Group business risks that may materially affect investor judgments are as follows.
These risks are based on information available to the Group and include key matters that could pose business risks.
The Group cannot cover all risks, however, and new ones could arise owing to various unforeseen factors, including those relating to changes in future economic conditions and in the industry climate.
These contents were excerpted from the Securities Report published on June 30, 2017.
1. Credit risk
Risk of increase in allowance for doubtful accounts
The Company anticipates that allowance for doubtful accounts will increase as the total amount of receivables grows and a certain percentage of receivables falls into arrears.
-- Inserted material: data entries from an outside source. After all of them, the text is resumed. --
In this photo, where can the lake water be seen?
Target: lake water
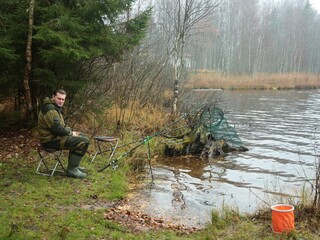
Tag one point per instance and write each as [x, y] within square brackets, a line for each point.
[280, 128]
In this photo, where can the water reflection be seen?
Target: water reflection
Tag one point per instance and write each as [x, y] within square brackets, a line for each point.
[278, 127]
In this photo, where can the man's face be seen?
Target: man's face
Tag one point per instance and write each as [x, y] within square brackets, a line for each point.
[59, 99]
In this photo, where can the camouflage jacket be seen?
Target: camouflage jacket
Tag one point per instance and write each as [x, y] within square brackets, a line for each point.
[51, 123]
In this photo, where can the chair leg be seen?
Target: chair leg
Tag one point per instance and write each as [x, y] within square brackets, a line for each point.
[44, 155]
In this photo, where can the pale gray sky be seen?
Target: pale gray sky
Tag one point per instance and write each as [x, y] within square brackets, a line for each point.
[316, 4]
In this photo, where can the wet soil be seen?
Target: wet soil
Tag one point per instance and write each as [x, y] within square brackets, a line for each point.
[19, 143]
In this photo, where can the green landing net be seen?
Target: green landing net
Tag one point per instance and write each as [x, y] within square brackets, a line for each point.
[214, 124]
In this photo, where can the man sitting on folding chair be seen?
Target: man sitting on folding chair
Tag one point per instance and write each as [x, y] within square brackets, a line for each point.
[54, 134]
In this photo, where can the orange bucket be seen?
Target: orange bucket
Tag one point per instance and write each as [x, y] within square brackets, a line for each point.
[282, 218]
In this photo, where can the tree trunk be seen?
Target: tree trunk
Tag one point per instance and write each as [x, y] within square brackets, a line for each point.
[27, 70]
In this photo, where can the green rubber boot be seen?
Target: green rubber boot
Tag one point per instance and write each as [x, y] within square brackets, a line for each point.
[73, 167]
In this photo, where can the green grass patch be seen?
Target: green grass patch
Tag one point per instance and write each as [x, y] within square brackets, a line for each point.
[39, 207]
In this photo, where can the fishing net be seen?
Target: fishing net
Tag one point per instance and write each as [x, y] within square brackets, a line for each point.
[214, 124]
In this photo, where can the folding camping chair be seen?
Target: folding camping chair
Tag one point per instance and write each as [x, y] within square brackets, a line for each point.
[50, 161]
[105, 144]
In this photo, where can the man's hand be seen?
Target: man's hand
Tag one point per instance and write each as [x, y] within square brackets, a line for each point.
[75, 134]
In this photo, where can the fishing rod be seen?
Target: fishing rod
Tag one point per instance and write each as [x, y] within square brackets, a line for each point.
[142, 142]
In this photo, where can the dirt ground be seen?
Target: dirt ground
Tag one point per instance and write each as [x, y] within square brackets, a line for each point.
[19, 142]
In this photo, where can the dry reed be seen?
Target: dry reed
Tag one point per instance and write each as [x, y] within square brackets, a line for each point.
[210, 79]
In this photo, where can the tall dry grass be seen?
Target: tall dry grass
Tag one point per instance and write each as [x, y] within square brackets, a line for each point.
[211, 79]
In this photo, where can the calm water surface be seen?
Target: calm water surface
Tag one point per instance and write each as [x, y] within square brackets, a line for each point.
[279, 128]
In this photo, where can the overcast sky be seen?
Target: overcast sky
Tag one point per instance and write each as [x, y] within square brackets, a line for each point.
[316, 4]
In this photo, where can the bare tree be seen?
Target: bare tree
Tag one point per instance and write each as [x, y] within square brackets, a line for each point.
[27, 71]
[178, 19]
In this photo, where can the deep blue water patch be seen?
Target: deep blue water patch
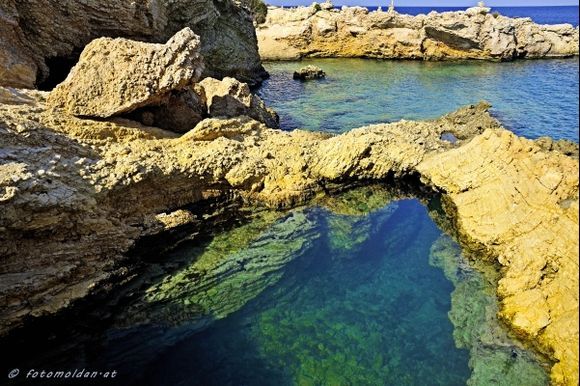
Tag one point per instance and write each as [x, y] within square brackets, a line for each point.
[533, 98]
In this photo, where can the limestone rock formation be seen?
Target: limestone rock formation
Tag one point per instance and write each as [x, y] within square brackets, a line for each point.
[230, 98]
[41, 40]
[116, 76]
[309, 72]
[292, 33]
[75, 195]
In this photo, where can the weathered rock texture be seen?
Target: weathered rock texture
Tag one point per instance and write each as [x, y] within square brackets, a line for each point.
[116, 76]
[230, 98]
[39, 39]
[309, 72]
[315, 31]
[75, 194]
[155, 84]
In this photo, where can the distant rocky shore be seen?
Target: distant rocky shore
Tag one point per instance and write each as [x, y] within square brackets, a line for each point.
[139, 132]
[320, 30]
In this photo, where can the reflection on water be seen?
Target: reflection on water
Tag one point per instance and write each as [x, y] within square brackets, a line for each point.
[357, 289]
[533, 98]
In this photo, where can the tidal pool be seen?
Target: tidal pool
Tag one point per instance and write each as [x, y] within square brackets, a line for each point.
[360, 289]
[533, 98]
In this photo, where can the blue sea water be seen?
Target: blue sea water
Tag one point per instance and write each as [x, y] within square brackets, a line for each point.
[533, 98]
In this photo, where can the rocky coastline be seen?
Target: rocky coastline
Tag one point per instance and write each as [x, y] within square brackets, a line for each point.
[320, 30]
[41, 40]
[82, 182]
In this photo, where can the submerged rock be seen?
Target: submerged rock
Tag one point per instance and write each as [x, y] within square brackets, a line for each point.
[309, 72]
[292, 33]
[493, 353]
[75, 195]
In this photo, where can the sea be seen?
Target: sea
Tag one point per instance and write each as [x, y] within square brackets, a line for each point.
[363, 288]
[533, 98]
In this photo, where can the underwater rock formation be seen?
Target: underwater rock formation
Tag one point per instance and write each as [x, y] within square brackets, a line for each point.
[76, 193]
[118, 76]
[41, 40]
[314, 31]
[230, 98]
[309, 72]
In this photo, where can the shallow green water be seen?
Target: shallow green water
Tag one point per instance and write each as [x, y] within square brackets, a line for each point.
[360, 291]
[533, 98]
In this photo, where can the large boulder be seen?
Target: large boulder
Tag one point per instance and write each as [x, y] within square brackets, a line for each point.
[41, 40]
[119, 76]
[231, 98]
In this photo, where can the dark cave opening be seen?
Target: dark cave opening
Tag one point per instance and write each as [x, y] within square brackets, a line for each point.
[58, 69]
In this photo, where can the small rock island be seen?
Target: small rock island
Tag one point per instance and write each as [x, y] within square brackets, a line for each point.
[147, 128]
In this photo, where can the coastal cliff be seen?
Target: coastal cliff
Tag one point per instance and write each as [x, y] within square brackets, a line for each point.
[82, 182]
[41, 40]
[323, 31]
[77, 194]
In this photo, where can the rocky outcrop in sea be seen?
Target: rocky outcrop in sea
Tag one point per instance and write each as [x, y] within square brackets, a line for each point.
[476, 33]
[41, 40]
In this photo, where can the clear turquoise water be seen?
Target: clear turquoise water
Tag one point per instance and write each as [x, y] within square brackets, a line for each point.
[533, 98]
[358, 289]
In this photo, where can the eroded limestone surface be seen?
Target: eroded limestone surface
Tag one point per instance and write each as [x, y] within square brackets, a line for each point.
[76, 193]
[40, 38]
[317, 31]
In the case that the Company were to increase its provision of allowance for doubtful accounts in response to such unavoidable factors as economic trends and an increase in personal bankruptcy filings, there is the possibility that this may affect the Company's operating performance.
Claims for the repayment of excess interest are likely to have a minimal impact on the Company's operating performance since the Company complied with the interest rate ceilings stipulated in the Interest Limitation Law.
Member store risk
There is the possibility that member stores may fall into bankruptcy owing to deterioration in financial soundness, and that such stores may cease the provision of services or the delivery of goods to the Company's customers. If this were to happen, there is the possibility that the Company may become the subject of litigation by customers. In such cases, the Company may suffer damage, which may affect its operating performance.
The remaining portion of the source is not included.